虐殺器官 (ハヤカワSFシリーズ・Jコレクション)

虐殺器官 (ハヤカワSFシリーズ・Jコレクション)

『ハーモニー』に続いて読んでみた。
描きたい対象が、9・11以降の国際社会の様相のような大局的な構造にあるのか、それともテクノロジーや貧困、戦闘シーンなどのディテールにあるのか。どっちつかずだなあと思いながら読んでいたが、これはそのどっちつかずの今日的な状況こそをあからさまに描いた小説なのであった。
現在では、痩せたソクラテスよりも太った豚であることを選ぶのは、圧倒的に正しい。
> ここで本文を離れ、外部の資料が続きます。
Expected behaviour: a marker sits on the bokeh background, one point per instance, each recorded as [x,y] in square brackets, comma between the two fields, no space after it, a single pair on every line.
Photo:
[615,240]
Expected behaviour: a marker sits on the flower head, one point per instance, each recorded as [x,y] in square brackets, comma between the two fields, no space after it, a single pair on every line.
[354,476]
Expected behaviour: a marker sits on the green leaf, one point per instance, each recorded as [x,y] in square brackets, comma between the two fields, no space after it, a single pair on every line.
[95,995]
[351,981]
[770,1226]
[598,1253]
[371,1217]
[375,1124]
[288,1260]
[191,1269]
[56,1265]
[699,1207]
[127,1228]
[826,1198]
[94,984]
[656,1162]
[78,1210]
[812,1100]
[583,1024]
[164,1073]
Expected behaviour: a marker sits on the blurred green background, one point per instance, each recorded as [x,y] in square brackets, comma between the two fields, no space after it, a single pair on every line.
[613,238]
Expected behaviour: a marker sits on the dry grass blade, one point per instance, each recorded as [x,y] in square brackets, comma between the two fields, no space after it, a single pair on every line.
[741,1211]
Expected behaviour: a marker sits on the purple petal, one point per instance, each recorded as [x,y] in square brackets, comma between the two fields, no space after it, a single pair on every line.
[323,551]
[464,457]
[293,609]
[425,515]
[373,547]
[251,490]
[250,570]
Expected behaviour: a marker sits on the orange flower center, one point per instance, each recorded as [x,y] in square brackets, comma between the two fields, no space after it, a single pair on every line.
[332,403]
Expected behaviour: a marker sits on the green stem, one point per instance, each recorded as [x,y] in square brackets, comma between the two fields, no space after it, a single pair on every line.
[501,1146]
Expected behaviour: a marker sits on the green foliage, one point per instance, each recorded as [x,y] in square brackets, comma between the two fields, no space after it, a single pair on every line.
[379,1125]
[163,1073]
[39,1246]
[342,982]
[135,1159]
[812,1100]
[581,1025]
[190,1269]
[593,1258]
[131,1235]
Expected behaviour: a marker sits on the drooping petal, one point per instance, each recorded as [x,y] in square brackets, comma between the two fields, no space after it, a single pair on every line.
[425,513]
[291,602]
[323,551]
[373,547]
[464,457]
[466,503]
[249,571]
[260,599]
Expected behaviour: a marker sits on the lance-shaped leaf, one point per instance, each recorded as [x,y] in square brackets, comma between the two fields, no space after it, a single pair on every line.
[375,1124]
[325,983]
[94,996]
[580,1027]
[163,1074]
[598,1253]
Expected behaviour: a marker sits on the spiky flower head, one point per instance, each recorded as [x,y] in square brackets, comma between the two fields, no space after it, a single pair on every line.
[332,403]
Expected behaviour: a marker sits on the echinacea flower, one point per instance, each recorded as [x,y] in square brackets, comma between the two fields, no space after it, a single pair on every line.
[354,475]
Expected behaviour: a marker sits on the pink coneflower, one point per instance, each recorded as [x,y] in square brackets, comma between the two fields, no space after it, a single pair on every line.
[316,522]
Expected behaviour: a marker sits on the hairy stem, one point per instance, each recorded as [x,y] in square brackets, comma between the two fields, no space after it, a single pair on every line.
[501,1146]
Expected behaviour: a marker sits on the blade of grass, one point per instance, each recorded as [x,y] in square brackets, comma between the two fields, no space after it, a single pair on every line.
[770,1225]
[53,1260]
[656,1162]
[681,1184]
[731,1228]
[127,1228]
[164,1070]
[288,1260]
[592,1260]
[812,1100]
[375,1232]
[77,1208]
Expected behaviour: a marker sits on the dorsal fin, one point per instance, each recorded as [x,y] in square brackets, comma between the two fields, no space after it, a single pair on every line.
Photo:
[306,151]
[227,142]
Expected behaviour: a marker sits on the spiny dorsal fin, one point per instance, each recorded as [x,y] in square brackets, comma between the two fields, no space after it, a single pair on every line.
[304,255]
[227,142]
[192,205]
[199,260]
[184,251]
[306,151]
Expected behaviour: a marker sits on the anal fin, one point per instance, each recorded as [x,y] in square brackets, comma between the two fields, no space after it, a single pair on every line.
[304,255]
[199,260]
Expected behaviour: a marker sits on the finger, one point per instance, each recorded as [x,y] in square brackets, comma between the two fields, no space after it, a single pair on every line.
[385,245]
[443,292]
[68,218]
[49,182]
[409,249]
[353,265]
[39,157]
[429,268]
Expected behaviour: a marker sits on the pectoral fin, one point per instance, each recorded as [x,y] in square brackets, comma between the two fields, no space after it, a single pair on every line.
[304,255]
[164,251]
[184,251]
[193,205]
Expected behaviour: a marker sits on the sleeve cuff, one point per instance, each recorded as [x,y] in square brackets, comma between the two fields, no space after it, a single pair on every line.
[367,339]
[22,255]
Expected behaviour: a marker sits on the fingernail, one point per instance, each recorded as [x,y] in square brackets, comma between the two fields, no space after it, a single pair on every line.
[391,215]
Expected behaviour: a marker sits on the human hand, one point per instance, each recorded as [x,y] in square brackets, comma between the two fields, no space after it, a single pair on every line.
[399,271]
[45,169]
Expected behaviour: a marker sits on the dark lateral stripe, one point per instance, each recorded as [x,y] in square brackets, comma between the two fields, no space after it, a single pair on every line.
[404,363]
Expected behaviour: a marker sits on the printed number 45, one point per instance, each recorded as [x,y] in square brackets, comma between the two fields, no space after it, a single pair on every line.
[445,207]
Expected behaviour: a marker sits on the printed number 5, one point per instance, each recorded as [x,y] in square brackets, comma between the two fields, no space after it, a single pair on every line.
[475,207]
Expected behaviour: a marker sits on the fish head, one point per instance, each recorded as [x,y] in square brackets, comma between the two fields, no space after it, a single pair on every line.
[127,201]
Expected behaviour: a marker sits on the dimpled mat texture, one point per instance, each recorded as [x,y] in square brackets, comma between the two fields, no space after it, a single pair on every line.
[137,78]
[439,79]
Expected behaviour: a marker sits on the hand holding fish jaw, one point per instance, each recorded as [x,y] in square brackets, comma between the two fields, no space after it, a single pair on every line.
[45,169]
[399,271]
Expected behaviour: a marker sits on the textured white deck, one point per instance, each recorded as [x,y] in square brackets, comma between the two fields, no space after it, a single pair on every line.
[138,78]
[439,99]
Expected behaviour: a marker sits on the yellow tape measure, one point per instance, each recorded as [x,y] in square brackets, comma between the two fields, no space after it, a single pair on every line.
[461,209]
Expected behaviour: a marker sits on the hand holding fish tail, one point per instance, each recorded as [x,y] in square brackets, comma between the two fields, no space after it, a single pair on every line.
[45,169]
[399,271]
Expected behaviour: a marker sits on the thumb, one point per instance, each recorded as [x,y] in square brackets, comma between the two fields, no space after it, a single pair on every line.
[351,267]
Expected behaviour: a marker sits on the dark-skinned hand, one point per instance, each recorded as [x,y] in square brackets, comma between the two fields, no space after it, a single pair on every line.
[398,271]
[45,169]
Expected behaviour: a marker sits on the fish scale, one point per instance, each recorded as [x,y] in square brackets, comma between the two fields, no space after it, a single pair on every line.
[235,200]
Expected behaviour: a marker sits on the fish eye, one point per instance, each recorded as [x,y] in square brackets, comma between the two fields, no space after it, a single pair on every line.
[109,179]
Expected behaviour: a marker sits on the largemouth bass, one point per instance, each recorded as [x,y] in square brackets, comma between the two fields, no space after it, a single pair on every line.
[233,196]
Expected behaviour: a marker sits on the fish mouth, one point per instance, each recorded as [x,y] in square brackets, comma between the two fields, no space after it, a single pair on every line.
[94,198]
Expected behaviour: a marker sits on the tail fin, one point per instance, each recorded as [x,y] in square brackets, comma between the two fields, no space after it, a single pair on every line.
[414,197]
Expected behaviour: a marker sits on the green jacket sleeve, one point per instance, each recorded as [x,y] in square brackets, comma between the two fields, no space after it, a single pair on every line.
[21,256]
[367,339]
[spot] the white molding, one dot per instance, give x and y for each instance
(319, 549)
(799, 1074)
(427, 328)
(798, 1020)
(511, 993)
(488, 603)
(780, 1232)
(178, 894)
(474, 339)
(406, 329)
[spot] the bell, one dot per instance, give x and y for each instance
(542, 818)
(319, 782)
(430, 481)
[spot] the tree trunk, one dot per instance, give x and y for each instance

と同時にその逆もやはりいまだ正しい。いや、正しいか正しくないかなどという二元論で論じることこそがもはや正しくない。かもしれない。
序盤から頻出する音楽や文学作品、モンティ・パイソンなどのサブカルチャーに関する言及からはかなりの俗物根性を感じさせるが、それらも演出の一部であり、物語の終わりへと収束する過程で効果的に再び用いられる。これがデビュー作だから勢いで筆がすべったのかと思ったりもしたが、読み終えてみれば、ちゃんとよく練られていたことがわかる。
帯や裏表紙のあらすじには「近未来軍事諜報SF」とあるが、むしろこの小説のSFとしての中心的なアイディアは、『幻詩狩り』や『スノウ・クラッシュ』などの言語SFの系譜に連なるものであるといえる。商業的には、このようなキャッチコピーのほうが食いつきがよいのだろう。軍事はともかく、諜報に関しては素人目にも物足りないしご都合主義的な部分もある。というか、それらの要素はどちらかというと添え物のようなものだ。まあ、その惹句には読み終わってから気がついたので、幸いにして余計なバイアス抜きに楽しめたのだけど。